As these fellows described the workings of MUD a thought started to creep
along my spine and I realised how well such a multiplayer game would suit
erlang. Of course I was naive to think that I've done a revelation --- just
yesterday I noticed that Mickaël Rémond and Thierry Mallard had alredy
shown a whole lot more sophisticated ideas about such multiuser games in
http://www.erlang.se/euc/03/proceedings/0950Mikael.pdf. Haven't read it
fully yet.
But the MUD still is a very interesting proving ground for me to improve my
skills. So far I've managed to make a "portmapper" along the Joe's
tcp_server, but implemented in gen_server -behaviour and included in
supervision tree. The portmapper asks player supervisor to start an
"acceptor" child that listens to a tcp port the mapper has opened for
listening and keeps track of number of active childs. Pretty straight
forward thing.
I implemented initially the child as a gen_fsm, but I don't think its that
elegant solution. Firstly one have to ask supervisor to create it and after
that send a message to start listening to the port (gen_tcp:accept) so that
the fsm-process doesn't hang on the init function and make supervisor
nervous. Other than that the fsm should communicate with the tcp port (with
handle_info) and with other player/room processes that is reacted in
"normal" state functions. More over the player could be in different states
(fighting, in a group and such) that should be handled in nested FSMs.
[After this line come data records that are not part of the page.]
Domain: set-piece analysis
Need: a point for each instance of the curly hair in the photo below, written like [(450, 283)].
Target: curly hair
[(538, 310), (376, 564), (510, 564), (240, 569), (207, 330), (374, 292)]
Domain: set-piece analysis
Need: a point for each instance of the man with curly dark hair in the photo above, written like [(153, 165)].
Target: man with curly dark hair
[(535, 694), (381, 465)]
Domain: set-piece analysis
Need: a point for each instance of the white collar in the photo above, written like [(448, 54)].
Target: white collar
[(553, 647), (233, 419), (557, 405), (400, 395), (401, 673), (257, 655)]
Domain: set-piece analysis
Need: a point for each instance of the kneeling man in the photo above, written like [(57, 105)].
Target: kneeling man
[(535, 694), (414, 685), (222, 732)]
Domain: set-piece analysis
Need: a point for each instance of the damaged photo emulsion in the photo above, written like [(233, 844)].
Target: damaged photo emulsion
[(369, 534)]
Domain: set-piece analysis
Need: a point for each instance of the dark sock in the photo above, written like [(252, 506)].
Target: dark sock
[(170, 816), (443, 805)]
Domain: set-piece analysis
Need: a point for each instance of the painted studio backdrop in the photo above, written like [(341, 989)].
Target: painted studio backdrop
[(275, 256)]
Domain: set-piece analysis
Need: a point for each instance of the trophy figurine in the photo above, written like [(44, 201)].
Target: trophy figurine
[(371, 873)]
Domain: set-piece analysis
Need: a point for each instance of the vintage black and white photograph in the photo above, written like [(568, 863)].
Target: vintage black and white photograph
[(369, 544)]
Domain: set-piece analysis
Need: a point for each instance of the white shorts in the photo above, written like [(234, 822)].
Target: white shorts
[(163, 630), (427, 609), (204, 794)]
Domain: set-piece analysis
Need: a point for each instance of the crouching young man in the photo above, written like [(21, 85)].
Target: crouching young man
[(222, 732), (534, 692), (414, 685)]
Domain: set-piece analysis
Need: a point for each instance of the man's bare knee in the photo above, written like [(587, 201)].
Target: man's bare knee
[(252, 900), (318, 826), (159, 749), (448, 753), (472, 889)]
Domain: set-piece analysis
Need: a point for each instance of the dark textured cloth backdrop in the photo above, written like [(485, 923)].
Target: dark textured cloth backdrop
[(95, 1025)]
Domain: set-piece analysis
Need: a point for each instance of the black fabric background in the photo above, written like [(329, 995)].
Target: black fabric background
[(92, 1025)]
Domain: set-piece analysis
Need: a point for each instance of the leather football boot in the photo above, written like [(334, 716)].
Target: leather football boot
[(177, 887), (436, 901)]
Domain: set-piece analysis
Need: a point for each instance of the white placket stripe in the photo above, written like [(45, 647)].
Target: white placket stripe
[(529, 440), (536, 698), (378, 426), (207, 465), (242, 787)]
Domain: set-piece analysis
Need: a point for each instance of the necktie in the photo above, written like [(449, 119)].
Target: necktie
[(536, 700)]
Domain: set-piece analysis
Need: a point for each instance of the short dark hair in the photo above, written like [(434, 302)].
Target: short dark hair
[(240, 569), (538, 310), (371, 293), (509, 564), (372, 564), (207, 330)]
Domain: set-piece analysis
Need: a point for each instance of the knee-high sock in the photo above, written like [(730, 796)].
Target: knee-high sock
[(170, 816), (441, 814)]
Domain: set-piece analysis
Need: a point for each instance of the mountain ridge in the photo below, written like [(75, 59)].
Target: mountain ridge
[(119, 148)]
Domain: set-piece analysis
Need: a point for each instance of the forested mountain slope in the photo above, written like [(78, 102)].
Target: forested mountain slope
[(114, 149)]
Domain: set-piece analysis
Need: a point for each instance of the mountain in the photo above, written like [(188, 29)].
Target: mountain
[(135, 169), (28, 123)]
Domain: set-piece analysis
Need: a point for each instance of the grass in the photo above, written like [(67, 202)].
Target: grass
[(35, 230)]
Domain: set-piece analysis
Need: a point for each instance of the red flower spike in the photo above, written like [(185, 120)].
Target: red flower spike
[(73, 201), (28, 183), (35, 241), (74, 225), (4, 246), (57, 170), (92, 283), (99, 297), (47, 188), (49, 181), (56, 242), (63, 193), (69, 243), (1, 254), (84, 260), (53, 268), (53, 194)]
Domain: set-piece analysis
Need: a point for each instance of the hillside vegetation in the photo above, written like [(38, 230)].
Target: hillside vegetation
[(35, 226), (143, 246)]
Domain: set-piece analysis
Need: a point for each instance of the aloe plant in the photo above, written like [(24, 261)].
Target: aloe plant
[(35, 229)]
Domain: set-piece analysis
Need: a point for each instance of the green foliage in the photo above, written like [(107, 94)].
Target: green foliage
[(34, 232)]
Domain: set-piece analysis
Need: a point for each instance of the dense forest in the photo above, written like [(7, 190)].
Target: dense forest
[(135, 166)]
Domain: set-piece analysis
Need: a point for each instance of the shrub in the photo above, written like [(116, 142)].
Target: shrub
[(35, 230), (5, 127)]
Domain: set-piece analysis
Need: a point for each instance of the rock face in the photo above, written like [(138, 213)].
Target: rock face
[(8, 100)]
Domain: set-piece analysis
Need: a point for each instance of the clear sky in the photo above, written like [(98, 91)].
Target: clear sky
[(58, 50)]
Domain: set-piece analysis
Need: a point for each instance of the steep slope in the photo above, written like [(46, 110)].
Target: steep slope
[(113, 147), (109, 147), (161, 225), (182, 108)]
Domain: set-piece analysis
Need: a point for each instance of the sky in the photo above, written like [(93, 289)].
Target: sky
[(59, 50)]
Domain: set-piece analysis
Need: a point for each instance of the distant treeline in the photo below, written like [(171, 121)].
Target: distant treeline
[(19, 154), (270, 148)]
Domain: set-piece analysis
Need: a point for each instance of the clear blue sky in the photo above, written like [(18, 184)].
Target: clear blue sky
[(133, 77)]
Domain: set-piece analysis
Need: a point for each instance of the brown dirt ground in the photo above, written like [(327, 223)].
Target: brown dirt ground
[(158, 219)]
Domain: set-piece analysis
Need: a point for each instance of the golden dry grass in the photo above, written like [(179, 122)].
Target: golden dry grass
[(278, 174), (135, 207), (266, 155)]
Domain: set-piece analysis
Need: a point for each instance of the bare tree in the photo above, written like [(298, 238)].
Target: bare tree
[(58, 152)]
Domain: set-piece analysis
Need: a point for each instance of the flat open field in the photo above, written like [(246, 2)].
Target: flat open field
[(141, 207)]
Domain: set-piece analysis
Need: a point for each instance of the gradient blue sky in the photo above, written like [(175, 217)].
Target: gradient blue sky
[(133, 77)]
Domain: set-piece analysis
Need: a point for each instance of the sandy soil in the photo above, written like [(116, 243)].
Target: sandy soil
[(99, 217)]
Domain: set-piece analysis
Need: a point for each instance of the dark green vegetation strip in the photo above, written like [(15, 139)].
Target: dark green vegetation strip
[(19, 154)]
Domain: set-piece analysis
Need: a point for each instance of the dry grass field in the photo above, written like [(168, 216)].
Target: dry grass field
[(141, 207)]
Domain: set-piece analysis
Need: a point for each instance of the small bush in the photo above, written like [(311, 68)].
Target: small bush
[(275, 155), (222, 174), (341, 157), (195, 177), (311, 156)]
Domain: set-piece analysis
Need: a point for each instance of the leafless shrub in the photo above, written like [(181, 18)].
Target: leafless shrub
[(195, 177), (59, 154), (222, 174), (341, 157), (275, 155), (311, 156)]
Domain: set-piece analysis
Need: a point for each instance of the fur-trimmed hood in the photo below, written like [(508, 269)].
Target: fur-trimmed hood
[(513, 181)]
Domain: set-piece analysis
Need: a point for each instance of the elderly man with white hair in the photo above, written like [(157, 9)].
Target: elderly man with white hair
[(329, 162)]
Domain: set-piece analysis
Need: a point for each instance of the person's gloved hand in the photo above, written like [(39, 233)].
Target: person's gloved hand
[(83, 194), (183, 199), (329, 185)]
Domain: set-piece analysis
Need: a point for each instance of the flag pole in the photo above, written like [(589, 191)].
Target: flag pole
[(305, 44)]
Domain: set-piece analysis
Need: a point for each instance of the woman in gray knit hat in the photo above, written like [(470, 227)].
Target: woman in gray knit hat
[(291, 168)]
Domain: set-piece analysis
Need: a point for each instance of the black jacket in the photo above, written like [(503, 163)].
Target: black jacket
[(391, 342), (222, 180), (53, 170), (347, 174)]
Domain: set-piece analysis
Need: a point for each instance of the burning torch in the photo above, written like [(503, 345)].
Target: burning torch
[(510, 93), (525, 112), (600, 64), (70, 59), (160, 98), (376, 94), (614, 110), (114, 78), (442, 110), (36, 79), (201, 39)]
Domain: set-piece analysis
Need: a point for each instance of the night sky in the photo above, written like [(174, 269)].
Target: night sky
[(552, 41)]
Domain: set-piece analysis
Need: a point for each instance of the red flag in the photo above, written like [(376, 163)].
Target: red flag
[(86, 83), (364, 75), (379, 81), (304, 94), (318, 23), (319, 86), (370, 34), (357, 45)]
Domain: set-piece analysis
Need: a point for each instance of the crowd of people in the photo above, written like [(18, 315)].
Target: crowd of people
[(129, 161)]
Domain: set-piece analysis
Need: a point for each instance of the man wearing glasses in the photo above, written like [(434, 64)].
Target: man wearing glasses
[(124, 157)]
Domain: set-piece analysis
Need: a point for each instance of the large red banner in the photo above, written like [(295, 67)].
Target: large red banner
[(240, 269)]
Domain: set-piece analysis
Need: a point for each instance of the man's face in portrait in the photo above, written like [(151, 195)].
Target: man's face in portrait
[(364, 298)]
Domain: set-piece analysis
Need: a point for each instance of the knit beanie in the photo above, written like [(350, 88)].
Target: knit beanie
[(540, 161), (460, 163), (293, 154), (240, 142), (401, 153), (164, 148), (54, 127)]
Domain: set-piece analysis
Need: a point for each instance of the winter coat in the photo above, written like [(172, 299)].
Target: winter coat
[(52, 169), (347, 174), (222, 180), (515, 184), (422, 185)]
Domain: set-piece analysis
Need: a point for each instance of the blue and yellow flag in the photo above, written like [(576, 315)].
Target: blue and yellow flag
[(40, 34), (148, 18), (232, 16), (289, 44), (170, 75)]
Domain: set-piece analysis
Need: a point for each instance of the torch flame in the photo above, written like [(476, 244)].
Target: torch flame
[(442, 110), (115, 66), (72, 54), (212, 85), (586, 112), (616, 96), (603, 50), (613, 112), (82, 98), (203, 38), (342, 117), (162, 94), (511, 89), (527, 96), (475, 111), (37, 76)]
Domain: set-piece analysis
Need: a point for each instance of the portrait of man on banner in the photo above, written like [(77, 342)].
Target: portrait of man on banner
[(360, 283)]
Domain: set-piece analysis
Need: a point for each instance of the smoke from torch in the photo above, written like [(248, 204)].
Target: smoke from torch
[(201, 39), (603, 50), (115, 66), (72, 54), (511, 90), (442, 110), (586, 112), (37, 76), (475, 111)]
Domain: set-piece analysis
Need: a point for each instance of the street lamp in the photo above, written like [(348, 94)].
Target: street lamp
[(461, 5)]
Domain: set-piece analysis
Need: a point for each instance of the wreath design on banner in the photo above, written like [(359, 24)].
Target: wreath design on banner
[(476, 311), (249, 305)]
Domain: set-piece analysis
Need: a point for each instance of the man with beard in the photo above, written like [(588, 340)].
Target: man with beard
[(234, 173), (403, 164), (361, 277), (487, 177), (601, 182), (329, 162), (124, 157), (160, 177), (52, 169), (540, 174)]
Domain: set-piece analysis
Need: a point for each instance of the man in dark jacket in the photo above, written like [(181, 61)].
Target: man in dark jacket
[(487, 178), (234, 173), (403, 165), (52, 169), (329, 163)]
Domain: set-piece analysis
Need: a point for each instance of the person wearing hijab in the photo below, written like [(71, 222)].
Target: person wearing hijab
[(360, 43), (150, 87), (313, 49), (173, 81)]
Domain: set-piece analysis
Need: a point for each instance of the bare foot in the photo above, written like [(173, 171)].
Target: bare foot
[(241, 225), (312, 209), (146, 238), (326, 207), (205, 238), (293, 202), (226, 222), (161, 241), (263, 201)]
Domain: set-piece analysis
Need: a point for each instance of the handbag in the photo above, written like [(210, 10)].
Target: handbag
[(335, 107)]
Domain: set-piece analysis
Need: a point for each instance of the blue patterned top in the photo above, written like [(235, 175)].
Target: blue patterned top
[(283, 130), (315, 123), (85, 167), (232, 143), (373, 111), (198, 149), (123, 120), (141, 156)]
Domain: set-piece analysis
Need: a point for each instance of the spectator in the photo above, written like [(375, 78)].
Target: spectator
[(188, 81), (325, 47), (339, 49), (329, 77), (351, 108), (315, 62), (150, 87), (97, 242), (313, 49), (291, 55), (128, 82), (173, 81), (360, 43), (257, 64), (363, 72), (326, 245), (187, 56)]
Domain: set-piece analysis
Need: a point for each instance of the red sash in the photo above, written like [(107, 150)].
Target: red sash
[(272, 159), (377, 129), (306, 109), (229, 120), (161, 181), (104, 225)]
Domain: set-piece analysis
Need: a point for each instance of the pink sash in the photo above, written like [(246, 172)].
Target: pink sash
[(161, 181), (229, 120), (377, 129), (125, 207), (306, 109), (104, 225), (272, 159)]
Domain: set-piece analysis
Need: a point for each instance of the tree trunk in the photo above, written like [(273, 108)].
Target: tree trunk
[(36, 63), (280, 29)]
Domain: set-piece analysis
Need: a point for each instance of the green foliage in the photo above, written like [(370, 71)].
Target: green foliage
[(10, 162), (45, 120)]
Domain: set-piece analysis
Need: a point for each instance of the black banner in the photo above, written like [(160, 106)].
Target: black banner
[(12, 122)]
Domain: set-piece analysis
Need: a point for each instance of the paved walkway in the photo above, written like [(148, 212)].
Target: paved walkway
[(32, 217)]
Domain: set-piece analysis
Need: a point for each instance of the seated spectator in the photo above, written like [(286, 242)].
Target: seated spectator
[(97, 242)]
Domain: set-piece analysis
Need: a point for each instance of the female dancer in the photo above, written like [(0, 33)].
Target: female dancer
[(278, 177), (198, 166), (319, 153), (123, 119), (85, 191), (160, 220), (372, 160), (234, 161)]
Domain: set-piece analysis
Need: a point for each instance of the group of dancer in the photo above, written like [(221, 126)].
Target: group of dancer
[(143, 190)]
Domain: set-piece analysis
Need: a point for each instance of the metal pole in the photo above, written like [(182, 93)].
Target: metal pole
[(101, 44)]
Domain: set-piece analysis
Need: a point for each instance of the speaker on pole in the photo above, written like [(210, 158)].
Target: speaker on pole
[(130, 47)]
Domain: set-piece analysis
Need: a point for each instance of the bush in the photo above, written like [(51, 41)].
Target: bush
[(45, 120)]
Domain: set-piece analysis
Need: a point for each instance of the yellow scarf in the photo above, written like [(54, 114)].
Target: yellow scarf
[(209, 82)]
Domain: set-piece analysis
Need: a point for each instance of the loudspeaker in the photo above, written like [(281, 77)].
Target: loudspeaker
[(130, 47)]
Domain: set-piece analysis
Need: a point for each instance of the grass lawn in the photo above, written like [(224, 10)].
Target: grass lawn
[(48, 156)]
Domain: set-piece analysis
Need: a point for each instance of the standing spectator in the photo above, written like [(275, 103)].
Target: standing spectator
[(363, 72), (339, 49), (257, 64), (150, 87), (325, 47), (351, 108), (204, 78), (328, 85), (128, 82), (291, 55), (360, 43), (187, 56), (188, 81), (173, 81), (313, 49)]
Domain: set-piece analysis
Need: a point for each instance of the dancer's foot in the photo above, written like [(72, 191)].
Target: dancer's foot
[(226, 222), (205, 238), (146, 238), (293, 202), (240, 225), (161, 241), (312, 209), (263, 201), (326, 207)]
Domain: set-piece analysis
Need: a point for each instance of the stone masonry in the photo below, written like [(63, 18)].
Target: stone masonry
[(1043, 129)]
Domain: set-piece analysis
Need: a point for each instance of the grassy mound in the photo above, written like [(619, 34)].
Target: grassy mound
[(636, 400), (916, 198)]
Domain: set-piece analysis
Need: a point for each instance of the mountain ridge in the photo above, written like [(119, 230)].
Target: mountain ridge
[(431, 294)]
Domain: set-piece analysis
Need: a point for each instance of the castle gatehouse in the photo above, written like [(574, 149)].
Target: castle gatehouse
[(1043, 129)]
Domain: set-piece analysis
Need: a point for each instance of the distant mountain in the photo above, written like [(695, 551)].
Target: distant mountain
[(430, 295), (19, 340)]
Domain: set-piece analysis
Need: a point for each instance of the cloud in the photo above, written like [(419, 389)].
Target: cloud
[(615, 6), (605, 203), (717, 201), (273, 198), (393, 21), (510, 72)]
So --- finally --- the question is; apparently I should ditch the gen_fsm
and make my custom fsm that can be attached to the supervisor tree (by
using sys and proc_lib), so that I can make consistent receive loop, but
the inherent "nestedness" is still a mess. Should I make a process for each
substate machine (which would make communicating with other players
difficult as the "active" process is changing) or should I make nested
receive loops that handle the substate machines?
If my explanation of problem was a mess by itself, as for clarification.
Cheers,
-+-+-+-
Jani Launonen
Student. . . . . . . . . .University of Oulu, Dept. of El. & Inf. Eng.
"Life is what happens to you while you're busy making future plans."